Die zweitgrößte Stadt Barcelona hat sich eigene Ziele für die getrennte Abfallsammlung von 50 Prozent für 2020 und 60 Prozent für 2030 gesetzt. Bislang spielen öffentliche Container für die Trennung des Mülls eine wichtige Rolle. Auf der Suche nach besseren Systemen testete die Stadtverwaltung 2019 ein System zur täglichen Abholung verschiedener Wertstoffe durch das Einsammeln von Säcken. Ein anderes Modell basiert auf einer Karte zur Identifizierung der Bürger, mit der sie die Behälter öffnen. Das eröffnet die Möglichkeit, individuelle Abfallmengen zu messen und perspektivisch verbrauchsabhängige Tarife einzuführen.

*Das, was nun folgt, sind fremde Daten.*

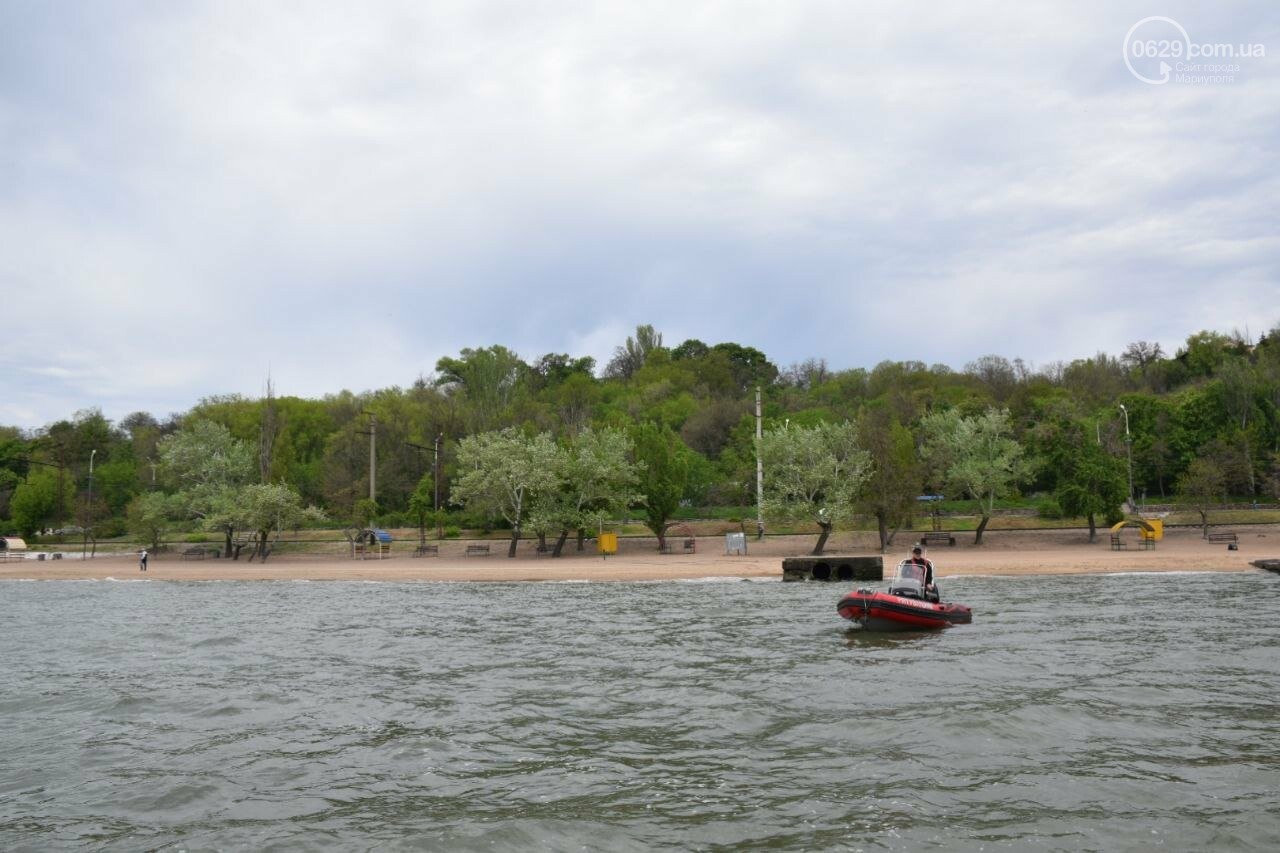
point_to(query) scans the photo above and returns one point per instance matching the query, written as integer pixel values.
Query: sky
(196, 196)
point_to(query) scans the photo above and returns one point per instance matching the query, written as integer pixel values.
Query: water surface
(1077, 712)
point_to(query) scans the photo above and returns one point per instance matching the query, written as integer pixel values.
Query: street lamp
(439, 524)
(88, 509)
(1128, 445)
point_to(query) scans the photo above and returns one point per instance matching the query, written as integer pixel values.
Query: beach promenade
(1040, 552)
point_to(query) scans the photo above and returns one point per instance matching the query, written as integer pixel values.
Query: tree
(209, 466)
(813, 474)
(663, 465)
(632, 355)
(1202, 486)
(421, 502)
(272, 506)
(976, 456)
(502, 473)
(1091, 482)
(895, 477)
(597, 480)
(39, 501)
(150, 516)
(487, 379)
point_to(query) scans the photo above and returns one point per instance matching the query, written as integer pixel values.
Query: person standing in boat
(931, 589)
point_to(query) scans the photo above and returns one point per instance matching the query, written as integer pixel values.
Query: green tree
(813, 474)
(634, 354)
(266, 507)
(502, 473)
(1202, 486)
(663, 466)
(597, 479)
(209, 465)
(37, 502)
(976, 455)
(150, 516)
(1091, 482)
(895, 477)
(487, 379)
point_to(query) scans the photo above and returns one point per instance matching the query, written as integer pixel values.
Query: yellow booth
(1150, 532)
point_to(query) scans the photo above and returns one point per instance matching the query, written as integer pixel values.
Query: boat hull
(878, 611)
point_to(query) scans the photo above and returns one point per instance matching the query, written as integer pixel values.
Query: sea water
(1075, 712)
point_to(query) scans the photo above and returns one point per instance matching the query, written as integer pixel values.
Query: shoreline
(1004, 553)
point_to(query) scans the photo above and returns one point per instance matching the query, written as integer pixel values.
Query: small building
(13, 548)
(373, 544)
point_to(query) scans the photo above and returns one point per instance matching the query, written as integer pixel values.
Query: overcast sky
(193, 195)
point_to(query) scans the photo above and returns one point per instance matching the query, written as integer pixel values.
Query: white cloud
(346, 194)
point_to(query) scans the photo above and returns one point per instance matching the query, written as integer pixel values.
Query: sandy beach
(1041, 552)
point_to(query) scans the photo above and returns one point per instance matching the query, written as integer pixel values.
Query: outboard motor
(909, 580)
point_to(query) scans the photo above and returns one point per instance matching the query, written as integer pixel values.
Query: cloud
(343, 195)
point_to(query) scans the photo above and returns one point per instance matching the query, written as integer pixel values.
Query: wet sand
(1040, 552)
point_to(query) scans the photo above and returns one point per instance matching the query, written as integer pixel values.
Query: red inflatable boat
(905, 607)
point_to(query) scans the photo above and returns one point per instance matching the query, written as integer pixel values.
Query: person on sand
(931, 589)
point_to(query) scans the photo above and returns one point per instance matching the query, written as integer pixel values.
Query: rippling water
(1079, 712)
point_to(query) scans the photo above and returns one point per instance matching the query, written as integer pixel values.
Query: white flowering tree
(503, 473)
(813, 474)
(976, 455)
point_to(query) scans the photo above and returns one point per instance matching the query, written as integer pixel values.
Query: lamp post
(88, 507)
(1128, 445)
(435, 475)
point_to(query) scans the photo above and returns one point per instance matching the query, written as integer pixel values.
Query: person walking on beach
(931, 589)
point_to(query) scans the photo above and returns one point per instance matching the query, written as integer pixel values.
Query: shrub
(1050, 509)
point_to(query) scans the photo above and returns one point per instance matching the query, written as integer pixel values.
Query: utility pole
(435, 475)
(1128, 445)
(759, 471)
(435, 478)
(88, 507)
(373, 454)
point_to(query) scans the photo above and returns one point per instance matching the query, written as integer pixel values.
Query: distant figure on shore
(931, 591)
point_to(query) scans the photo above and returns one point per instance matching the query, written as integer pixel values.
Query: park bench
(689, 546)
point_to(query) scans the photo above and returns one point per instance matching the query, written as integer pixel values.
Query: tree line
(557, 445)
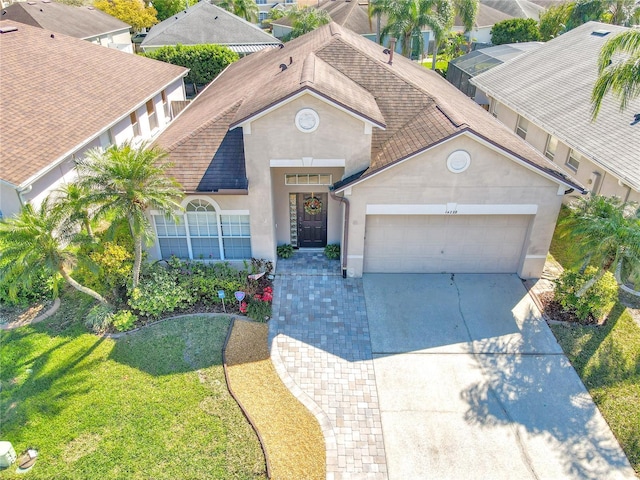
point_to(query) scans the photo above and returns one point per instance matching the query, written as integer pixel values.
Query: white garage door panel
(438, 243)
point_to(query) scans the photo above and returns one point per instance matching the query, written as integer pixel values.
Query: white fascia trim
(98, 35)
(78, 147)
(452, 209)
(473, 136)
(569, 143)
(9, 184)
(308, 162)
(306, 91)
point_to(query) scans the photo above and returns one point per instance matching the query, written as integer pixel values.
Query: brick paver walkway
(321, 348)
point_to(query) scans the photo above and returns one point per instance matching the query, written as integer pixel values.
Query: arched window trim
(185, 220)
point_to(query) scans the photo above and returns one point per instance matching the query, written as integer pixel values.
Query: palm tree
(621, 77)
(35, 240)
(71, 202)
(127, 182)
(607, 232)
(307, 19)
(247, 9)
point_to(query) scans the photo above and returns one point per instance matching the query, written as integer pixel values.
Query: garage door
(443, 243)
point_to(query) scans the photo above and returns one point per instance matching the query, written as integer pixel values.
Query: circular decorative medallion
(307, 120)
(313, 205)
(458, 161)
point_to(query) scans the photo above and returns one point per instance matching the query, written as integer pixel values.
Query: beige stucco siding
(274, 137)
(603, 183)
(491, 179)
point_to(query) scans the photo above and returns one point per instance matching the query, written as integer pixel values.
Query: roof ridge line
(206, 124)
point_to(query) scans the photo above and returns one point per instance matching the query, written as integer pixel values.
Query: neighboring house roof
(486, 17)
(204, 23)
(410, 108)
(349, 14)
(551, 86)
(515, 8)
(59, 92)
(79, 22)
(478, 61)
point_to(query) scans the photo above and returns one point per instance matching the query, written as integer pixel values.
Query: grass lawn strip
(606, 358)
(151, 405)
(291, 434)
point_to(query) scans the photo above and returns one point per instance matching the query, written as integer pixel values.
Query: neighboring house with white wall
(385, 158)
(61, 96)
(545, 97)
(86, 22)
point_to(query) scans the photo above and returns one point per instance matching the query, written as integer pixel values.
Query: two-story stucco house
(60, 96)
(85, 22)
(545, 97)
(348, 145)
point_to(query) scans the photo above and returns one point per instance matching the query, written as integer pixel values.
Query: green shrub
(123, 320)
(99, 318)
(332, 251)
(597, 300)
(160, 292)
(259, 310)
(204, 62)
(13, 293)
(285, 251)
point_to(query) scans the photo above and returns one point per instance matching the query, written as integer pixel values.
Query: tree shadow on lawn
(543, 400)
(177, 345)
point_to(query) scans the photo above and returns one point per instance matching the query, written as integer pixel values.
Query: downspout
(345, 234)
(21, 192)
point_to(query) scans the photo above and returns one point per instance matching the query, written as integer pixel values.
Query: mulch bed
(291, 435)
(554, 311)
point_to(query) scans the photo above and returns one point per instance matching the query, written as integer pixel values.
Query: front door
(312, 219)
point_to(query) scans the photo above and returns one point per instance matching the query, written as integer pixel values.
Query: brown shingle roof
(418, 107)
(79, 22)
(58, 92)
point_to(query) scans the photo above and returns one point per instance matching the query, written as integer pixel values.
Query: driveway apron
(473, 385)
(321, 348)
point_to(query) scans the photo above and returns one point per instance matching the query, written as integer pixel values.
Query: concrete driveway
(472, 385)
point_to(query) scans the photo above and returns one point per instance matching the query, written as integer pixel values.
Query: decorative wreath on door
(312, 205)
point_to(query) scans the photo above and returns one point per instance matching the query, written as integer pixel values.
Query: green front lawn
(153, 404)
(607, 359)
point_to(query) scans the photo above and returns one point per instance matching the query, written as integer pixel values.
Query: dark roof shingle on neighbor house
(58, 92)
(414, 107)
(551, 86)
(204, 23)
(79, 22)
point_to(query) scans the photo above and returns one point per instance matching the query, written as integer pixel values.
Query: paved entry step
(308, 262)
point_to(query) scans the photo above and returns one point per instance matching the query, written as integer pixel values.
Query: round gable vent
(458, 161)
(307, 120)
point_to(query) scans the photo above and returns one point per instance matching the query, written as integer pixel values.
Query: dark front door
(312, 220)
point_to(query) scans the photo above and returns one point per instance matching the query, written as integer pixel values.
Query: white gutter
(70, 152)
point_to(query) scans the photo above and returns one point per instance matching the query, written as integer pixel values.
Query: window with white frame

Eine Reihe größerer Investitionsprojekte wurde 2018 und 2019 fertiggestellt. Zu den größeren aktuellen Vorhaben gehören drei neue Abfallbehandlungsanlagen für die Region Madrid im Wert von 280 Millionen Euro. Gemäß dem Plan 2018 bis 2024 entstehen die Anlagen in Colmenar Viejo, Loeches und Pinto. In Vilorteo (Gijón) entsteht bis 2023 eine Anlage zur mechanisch-biologischen Behandlung von 300.000 Tonnen Feststoffabfällen pro Jahr. Diese werden sich aus Siedlungs- und ungefährlichen Industrieabfällen zusammensetzen. Das Vorhaben realisieren für 58 Millionen Euro Viviendas y Obras Civiles und Setec Building gemeinsam.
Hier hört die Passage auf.